Leaking memory when writing to URL

S

Simon Andrews

I've got a class which sends multipart MIME data as a POST request to a
web server. It works fine with small files, but larger files (still
<50Mb) cause it to throw an OutOfMemory exception:

Exception in thread "Thread-0" java.lang.OutOfMemoryError: Java heap space

I've looked through the relevant code and can't see anywhere that I'm
caching the data being sent, and I really can't see why the memory
consumption would be related to file size.
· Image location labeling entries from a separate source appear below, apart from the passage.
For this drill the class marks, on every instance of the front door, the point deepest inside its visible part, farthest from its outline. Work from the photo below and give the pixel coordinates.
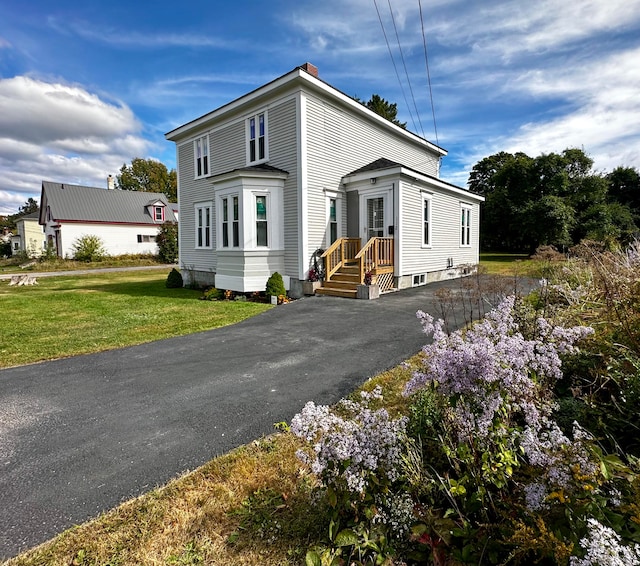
(375, 217)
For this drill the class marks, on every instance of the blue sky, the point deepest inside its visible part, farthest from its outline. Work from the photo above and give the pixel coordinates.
(87, 86)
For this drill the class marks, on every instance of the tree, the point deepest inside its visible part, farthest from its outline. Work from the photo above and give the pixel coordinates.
(553, 199)
(383, 108)
(624, 187)
(150, 176)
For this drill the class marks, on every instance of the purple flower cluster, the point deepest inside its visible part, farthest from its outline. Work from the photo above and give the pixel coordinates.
(603, 547)
(491, 370)
(351, 450)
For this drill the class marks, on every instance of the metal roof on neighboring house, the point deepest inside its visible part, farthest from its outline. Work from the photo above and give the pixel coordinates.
(78, 203)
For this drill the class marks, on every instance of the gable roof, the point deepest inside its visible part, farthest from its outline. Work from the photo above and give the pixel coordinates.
(383, 164)
(301, 76)
(77, 203)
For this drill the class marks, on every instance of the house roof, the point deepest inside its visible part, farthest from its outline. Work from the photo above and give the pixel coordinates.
(382, 164)
(302, 76)
(31, 216)
(77, 203)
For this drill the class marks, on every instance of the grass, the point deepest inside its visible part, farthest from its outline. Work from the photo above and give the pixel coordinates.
(12, 265)
(519, 265)
(251, 506)
(70, 315)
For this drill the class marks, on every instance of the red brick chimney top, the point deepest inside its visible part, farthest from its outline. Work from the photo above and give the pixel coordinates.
(311, 69)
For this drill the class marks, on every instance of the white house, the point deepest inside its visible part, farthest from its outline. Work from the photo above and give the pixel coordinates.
(29, 237)
(296, 166)
(127, 222)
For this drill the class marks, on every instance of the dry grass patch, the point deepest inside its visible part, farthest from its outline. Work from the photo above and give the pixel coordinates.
(252, 506)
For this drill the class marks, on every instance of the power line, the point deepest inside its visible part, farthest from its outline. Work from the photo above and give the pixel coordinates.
(426, 60)
(406, 72)
(394, 64)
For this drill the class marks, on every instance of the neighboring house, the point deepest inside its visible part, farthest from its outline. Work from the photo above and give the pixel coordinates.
(29, 237)
(127, 222)
(296, 166)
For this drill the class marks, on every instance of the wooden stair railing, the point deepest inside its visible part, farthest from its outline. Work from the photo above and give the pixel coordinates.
(376, 258)
(338, 254)
(346, 265)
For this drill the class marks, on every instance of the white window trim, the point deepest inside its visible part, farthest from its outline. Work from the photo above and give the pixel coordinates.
(229, 196)
(426, 197)
(329, 195)
(254, 218)
(465, 229)
(256, 116)
(203, 206)
(205, 172)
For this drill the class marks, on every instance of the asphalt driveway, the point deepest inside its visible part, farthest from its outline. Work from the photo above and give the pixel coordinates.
(80, 435)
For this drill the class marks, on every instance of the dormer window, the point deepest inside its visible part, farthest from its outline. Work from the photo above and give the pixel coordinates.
(257, 149)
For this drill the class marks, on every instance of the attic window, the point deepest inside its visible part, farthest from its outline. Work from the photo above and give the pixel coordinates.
(201, 151)
(257, 149)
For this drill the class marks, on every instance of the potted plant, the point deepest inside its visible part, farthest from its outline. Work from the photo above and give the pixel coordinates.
(369, 290)
(312, 283)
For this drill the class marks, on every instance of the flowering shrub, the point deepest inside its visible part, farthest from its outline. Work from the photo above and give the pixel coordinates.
(603, 547)
(351, 452)
(481, 471)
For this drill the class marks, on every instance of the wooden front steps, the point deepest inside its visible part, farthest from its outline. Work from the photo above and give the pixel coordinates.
(343, 283)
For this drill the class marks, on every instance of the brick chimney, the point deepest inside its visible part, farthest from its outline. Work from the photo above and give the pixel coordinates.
(311, 69)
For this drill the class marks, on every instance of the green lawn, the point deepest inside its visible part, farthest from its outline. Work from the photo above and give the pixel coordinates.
(66, 316)
(510, 264)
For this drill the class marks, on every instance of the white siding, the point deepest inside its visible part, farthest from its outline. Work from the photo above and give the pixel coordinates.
(117, 239)
(283, 154)
(445, 231)
(340, 142)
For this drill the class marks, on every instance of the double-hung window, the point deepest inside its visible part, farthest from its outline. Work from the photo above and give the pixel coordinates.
(261, 221)
(230, 222)
(201, 152)
(257, 137)
(333, 220)
(465, 225)
(426, 220)
(204, 232)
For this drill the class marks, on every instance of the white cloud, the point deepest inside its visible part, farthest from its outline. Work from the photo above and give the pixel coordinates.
(55, 131)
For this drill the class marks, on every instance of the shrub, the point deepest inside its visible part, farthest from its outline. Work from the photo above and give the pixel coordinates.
(275, 286)
(167, 240)
(88, 248)
(174, 279)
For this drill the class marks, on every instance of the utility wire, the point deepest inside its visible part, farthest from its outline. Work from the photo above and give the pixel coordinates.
(406, 72)
(394, 64)
(426, 60)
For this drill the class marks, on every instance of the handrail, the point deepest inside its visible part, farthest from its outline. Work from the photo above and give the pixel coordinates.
(342, 250)
(375, 254)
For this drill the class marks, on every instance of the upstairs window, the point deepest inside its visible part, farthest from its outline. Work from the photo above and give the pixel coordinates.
(201, 152)
(426, 220)
(465, 226)
(257, 137)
I've found that if I don't write the file data to the OutputStream
(comment out outStream.write(bytes,0,a);) then it completes OK so it
looks like the OutputStream is caching something - but I can't see any
option to control this. I've tried flushing after each write, but with
no effect.

A cut down version of the relevant bit of code is below. Any clues as
to how to debug this are most welcome

Cheers

Simon.

import java.io.*;
import java.net.*;

public class TestFileUpload {

public static void main(String[] args) {
OutputStream outStream = null;
try {
HttpURLConnection h = (HttpURLConnection)new
URL("http://localhost/cgi-bin/test.cgi").openConnection();

h.setAllowUserInteraction(false);
h.setRequestMethod("POST");
h.setDoOutput(true);
h.setUseCaches(false);

h.connect();

outStream = h.getOutputStream();
}
catch (Exception e) {
e.printStackTrace();
}

int byteCount = 0;


FileInputStream fi = null;
try {
fi = new FileInputStream(new File("C:/big.xml"));
}
catch (FileNotFoundException e) {
e.printStackTrace();
}
DataInputStream di = new DataInputStream(fi);

byte [] bytes = new byte[1024];

try {
int a;
while ((a = di.read(bytes)) >0) {
outStream.write(bytes,0,a);
byteCount+=a;
}

outStream.flush();
outStream.close();
}

catch (IOException ioe) {
ioe.printStackTrace();
}

}
}
 
R

Robert Klemme

Simon said:
I've got a class which sends multipart MIME data as a POST request to
a web server. It works fine with small files, but larger files (still
<50Mb) cause it to throw an OutOfMemory exception:

Exception in thread "Thread-0" java.lang.OutOfMemoryError: Java heap
space

I've looked through the relevant code and can't see anywhere that I'm
caching the data being sent, and I really can't see why the memory
consumption would be related to file size.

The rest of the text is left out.